Changes to the H-1B visa sparked concern among international students and staff at Oregon State University, raising questions about the future of research, hiring and career opportunities on campus.
On Sept. 19, President Donald Trump signed “Restriction on Entry of Certain Nonimmigrant Workers,” a proclamation which added a $100,000 supplemental fee to new H-1B visa petitions filed after Sept. 21.
White House spokesperson Karoline Leavitt said that the $100,000 fee is a one time charge, not an annual requirement, and applies only to new petitions, not renewals or existing visas.
The H-1B visa is a work visa that allows employers to hire foreign professionals in specialty occupations that require specific skills and at least a bachelor’s degree, such as in technology, engineering or medicine.

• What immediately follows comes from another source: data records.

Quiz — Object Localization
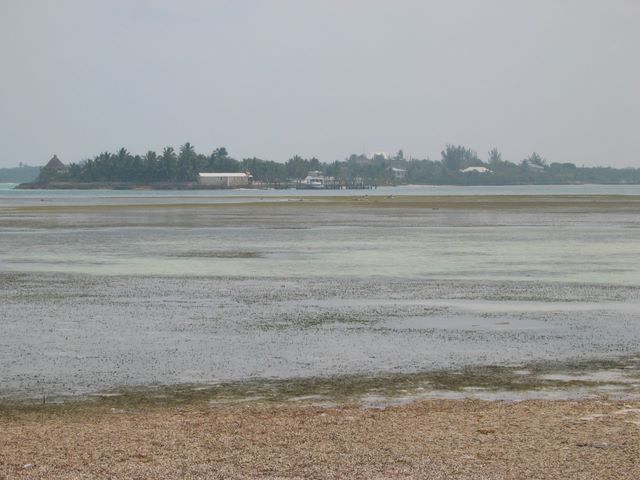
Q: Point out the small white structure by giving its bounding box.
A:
[198,172,253,188]
[391,167,407,180]
[460,167,493,173]
[302,170,333,188]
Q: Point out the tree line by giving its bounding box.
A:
[36,143,640,185]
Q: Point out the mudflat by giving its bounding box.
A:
[0,399,640,480]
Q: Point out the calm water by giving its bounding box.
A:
[0,187,640,397]
[0,183,640,206]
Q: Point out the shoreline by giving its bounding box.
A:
[0,398,640,480]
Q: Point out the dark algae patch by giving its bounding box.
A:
[0,357,640,415]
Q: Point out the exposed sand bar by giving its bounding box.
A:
[0,399,640,480]
[6,195,640,213]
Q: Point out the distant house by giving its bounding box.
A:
[36,155,65,183]
[524,160,544,170]
[302,170,334,188]
[391,167,407,180]
[44,155,64,172]
[198,172,253,188]
[460,167,493,173]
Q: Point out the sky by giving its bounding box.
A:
[0,0,640,167]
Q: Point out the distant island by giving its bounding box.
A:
[11,143,640,189]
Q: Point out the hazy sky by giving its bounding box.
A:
[0,0,640,167]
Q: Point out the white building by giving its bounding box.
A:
[460,167,493,173]
[302,170,333,188]
[391,167,407,180]
[198,172,253,188]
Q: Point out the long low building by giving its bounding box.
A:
[198,172,253,188]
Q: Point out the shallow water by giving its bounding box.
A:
[0,193,640,398]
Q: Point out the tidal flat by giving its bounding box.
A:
[0,195,640,405]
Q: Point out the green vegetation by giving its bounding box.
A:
[23,143,640,187]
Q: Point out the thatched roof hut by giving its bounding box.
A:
[44,155,64,170]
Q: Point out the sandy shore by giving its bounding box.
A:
[0,400,640,480]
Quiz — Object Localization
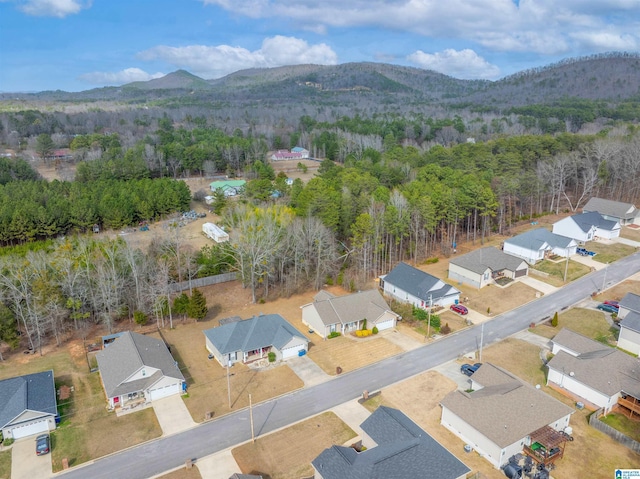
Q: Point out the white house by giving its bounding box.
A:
[301,289,398,338]
[503,228,578,264]
[380,263,460,309]
[440,363,574,468]
[553,213,620,243]
[547,329,640,414]
[449,246,529,288]
[582,198,640,226]
[618,293,640,356]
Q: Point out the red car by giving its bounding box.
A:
[451,304,469,314]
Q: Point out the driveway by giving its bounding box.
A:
[11,436,52,479]
[151,394,196,436]
[286,355,331,386]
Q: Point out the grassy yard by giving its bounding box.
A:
[0,449,11,479]
[530,308,617,346]
[231,412,356,479]
[585,241,636,263]
[532,260,591,286]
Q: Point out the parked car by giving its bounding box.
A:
[36,434,50,456]
[460,363,482,376]
[451,304,469,314]
[596,303,618,314]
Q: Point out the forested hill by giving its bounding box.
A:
[8,53,640,109]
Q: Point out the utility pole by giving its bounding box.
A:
[249,394,256,442]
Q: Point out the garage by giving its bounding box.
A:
[149,383,180,401]
[11,419,49,439]
[376,319,395,331]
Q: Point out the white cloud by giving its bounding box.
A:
[407,49,500,80]
[138,35,338,79]
[201,0,640,55]
[18,0,91,18]
[79,68,164,85]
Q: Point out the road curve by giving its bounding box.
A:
[58,253,640,479]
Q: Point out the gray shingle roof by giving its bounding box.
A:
[96,331,184,397]
[203,314,309,354]
[582,198,638,220]
[312,406,471,479]
[0,370,58,428]
[547,329,640,398]
[449,246,527,274]
[384,263,460,301]
[620,293,640,313]
[504,228,575,251]
[310,289,391,326]
[571,212,617,233]
[441,363,573,447]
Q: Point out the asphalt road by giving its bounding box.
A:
[62,253,640,479]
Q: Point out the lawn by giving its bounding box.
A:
[309,336,404,375]
[231,412,356,479]
[162,322,304,422]
[530,308,617,346]
[585,241,636,264]
[531,259,591,286]
[0,449,11,479]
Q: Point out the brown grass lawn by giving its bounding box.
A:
[309,336,403,375]
[231,412,356,479]
[364,339,640,479]
[585,241,636,263]
[531,308,617,346]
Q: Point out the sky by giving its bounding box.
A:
[0,0,640,92]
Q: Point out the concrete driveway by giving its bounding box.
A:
[11,436,53,479]
[152,394,196,436]
[286,355,331,386]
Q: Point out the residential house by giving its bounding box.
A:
[440,363,574,468]
[311,406,471,479]
[0,370,58,439]
[209,180,247,196]
[618,293,640,356]
[380,263,460,309]
[503,228,578,264]
[301,289,398,338]
[547,328,640,414]
[553,213,620,243]
[96,331,187,409]
[582,198,640,226]
[449,246,529,288]
[203,314,309,366]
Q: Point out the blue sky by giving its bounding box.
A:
[0,0,640,92]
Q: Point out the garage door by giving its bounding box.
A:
[282,345,305,359]
[376,319,393,331]
[149,383,180,401]
[11,419,49,439]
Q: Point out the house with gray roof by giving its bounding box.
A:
[380,263,460,309]
[618,293,640,356]
[96,331,186,409]
[301,289,398,338]
[311,406,471,479]
[0,370,58,439]
[547,328,640,414]
[440,363,574,468]
[582,198,640,226]
[449,246,529,288]
[553,212,620,243]
[203,314,309,366]
[503,228,578,264]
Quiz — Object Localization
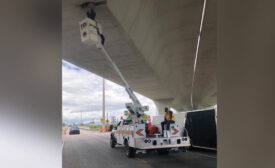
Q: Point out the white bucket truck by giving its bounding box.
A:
[79,18,190,157]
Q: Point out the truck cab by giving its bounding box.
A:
[110,120,190,157]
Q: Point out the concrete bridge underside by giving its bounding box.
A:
[62,0,217,113]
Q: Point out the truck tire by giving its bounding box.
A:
[124,141,136,158]
[157,149,169,155]
[110,134,116,148]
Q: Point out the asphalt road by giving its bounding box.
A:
[63,130,217,168]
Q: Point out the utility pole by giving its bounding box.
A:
[80,111,82,125]
[102,78,105,132]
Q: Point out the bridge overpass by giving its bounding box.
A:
[62,0,217,113]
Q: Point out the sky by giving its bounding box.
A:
[62,60,157,124]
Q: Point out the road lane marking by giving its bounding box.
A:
[136,158,148,164]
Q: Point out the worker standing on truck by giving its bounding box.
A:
[124,110,148,123]
[161,107,175,134]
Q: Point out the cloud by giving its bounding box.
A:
[62,61,156,123]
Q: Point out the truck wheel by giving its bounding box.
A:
[125,141,136,158]
[157,149,169,155]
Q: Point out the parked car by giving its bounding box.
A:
[69,126,80,135]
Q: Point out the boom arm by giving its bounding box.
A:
[99,44,148,119]
[79,18,148,123]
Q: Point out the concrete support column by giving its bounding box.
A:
[154,99,173,115]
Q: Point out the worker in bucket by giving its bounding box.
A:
[161,107,175,134]
[79,2,105,45]
[124,110,133,120]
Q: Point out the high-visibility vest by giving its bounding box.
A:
[165,113,175,121]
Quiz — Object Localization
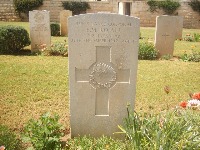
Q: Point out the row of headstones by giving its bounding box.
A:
[29,10,72,51]
[30,11,184,137]
[29,10,183,56]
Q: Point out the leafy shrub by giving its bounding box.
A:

It permits the holder to live and work in the United States for up to three years, with the possibility of extension to six years, and it can also serve as a step toward permanent residency.
For OSU, the change could alter the university’s ability to bring in international faculty, staff and researchers.
According to the United States Citizen and Immigration Services H-1B Employer Database in 2025, Oregon employers had secured 885 new H-1B visas.
Students completing degrees on F-1 visas, which allow international students to study at an accredited U.S. college or university, who had planned to shift into H-1B employment, may also face fewer opportunities.
For smaller employers and startups, the $100,000 fee could make sponsorship financially impossible. As a result, graduates who hoped to continue their careers in the United States may have to look elsewhere.
The policy could also discourage prospective graduate students from applying to universities like OSU. With the cost of sponsorship rising so dramatically, some may instead turn to Canada, the United Kingdom or other countries with more stable immigration systems.
Two OSU international H-1B workers said they received emails from the Office of International Services telling them they should not leave the United States at this time if they are waiting on a change of status or a new visa appointment. One had already gone to their home country and was urged to return as quickly as possible to avoid potential complications.
Sultan Mohammed, a first-year OSU undergraduate engineering student, said, “If my future employer cannot afford that extra cost, then I might lose my chance to work in the United States.”
Xavier, an OSU graduate student from Russia, expressed similar concern. “For many of us, studying here was about building a future in America,” he said. “Now it feels like the door is slowly closing, and that is discouraging.”
OIS have begun hosting informational sessions about visa and immigration documents to help students and staff understand the changes and their possible impact. Advisors are encouraging students to ask questions, stay alert, explore multiple career pathways and also stay informed about ongoing legal and policy developments.
OSU, like many higher education institutions in the United States, relies heavily on international faculty, researchers and students to support its teaching, research and innovation.
The H-1B restrictions are set to last 12 months after the proclamation went into effect. Students who are about to graduate from the OSU community are closely monitoring developments to understand how their opportunities to study, work and contribute might be affected.
For readers seeking more details or official guidance, the USCIS website provides updated information and Frequently Asked Questions on the H-1B program at uscis.gov.